The Federal Trade Commission (“FTC”) and the Department of Justice (“DOJ” or “Department”) issued today new Vertical Merger Guidelines that outline how the federal antitrust agencies evaluate the likely competitive impact of vertical mergers and whether those mergers comply with U.S. antitrust law. These new Vertical Merger Guidelines mark the first time the Department and the FTC have issued joint guidelines on vertical mergers, and represent the first major revision to guidance on vertical mergers since the Department’s 1984 Non-Horizontal Merger Guidelines, which the Department withdrew in January of this year.
“These new Vertical Merger Guidelines are an important step forward in maintaining vigorous antitrust enforcement, and reaffirm our commitment to challenge vertical mergers that are anticompetitive and would harm American consumers,” said FTC Chairman Joe Simons. “The new Guidelines reflect our current enforcement approach and, through increased transparency, will help businesses and practitioners understand how we evaluate vertical transactions. The new Guidelines also reflect our strong collaboration with the Department of Justice, and the substantial input that we received from the public.”

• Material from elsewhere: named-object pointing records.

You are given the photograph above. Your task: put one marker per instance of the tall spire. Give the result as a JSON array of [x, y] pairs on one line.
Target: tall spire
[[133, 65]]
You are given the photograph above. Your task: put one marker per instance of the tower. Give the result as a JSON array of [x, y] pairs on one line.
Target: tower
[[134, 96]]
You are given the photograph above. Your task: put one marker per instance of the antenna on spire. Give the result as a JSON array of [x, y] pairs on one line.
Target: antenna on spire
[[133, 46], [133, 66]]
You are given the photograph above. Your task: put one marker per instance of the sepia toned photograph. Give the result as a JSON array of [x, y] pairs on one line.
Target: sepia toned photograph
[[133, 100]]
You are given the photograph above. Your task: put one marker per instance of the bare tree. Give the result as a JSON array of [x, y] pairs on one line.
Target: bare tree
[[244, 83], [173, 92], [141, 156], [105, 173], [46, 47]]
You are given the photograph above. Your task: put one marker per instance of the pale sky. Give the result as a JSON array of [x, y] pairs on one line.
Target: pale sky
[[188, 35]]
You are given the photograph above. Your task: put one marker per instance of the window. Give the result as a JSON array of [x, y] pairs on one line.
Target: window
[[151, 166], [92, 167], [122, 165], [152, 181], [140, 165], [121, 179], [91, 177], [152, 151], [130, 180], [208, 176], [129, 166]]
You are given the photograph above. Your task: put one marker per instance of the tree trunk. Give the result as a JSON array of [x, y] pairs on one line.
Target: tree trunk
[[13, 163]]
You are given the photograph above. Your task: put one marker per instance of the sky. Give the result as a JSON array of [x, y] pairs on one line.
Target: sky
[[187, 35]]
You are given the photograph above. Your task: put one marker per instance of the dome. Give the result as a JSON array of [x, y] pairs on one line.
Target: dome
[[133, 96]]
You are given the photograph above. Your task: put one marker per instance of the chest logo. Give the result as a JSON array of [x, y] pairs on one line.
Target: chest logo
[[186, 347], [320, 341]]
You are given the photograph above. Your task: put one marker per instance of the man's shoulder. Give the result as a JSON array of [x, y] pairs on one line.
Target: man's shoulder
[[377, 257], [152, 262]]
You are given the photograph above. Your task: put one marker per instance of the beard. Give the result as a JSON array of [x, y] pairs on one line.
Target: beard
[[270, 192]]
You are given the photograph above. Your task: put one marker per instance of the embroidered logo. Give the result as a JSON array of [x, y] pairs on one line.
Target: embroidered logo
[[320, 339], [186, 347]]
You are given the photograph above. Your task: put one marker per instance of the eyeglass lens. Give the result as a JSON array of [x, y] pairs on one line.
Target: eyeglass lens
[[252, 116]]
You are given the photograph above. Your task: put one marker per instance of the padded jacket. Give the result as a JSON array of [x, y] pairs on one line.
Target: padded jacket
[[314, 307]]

“These new Vertical Merger Guidelines provide transparency in the important area of vertical merger analysis,” said Assistant Attorney General Makan Delrahim. “They explain our investigative practices as we apply them today and have applied them in recent years. The Guidelines will give greater predictability and clarity to the business community, the bar, and enforcers. I am grateful for the commitment, thoroughness, and dedication with which staff from both agencies worked on this project. This has been a successful process because of our robust public engagement and our excellent collaborative relationship with the FTC.”
A primary goal of the new Vertical Merger Guidelines is to help the agencies identify and challenge competitively harmful vertical mergers. To accomplish this, the Guidelines detail the techniques and main types of evidence that the agencies typically use to predict whether vertical mergers may substantially lessen competition. The Guidelines will help businesses, antitrust practitioners, and other interested persons by increasing transparency into the agencies’ principal analytical techniques, practices, and enforcement policies for evaluating vertical transactions.
The Commission vote to issue the Vertical Merger Guidelines was 3-2, with Commissioner Rohit Chopra and Rebecca Kelly Slaughter voting no. Chairman Simons and Commissioners Noah Joshua Phillips and Christine S. Wilson issued a statement. Commissioners Chopra and Slaughter issued dissenting statements.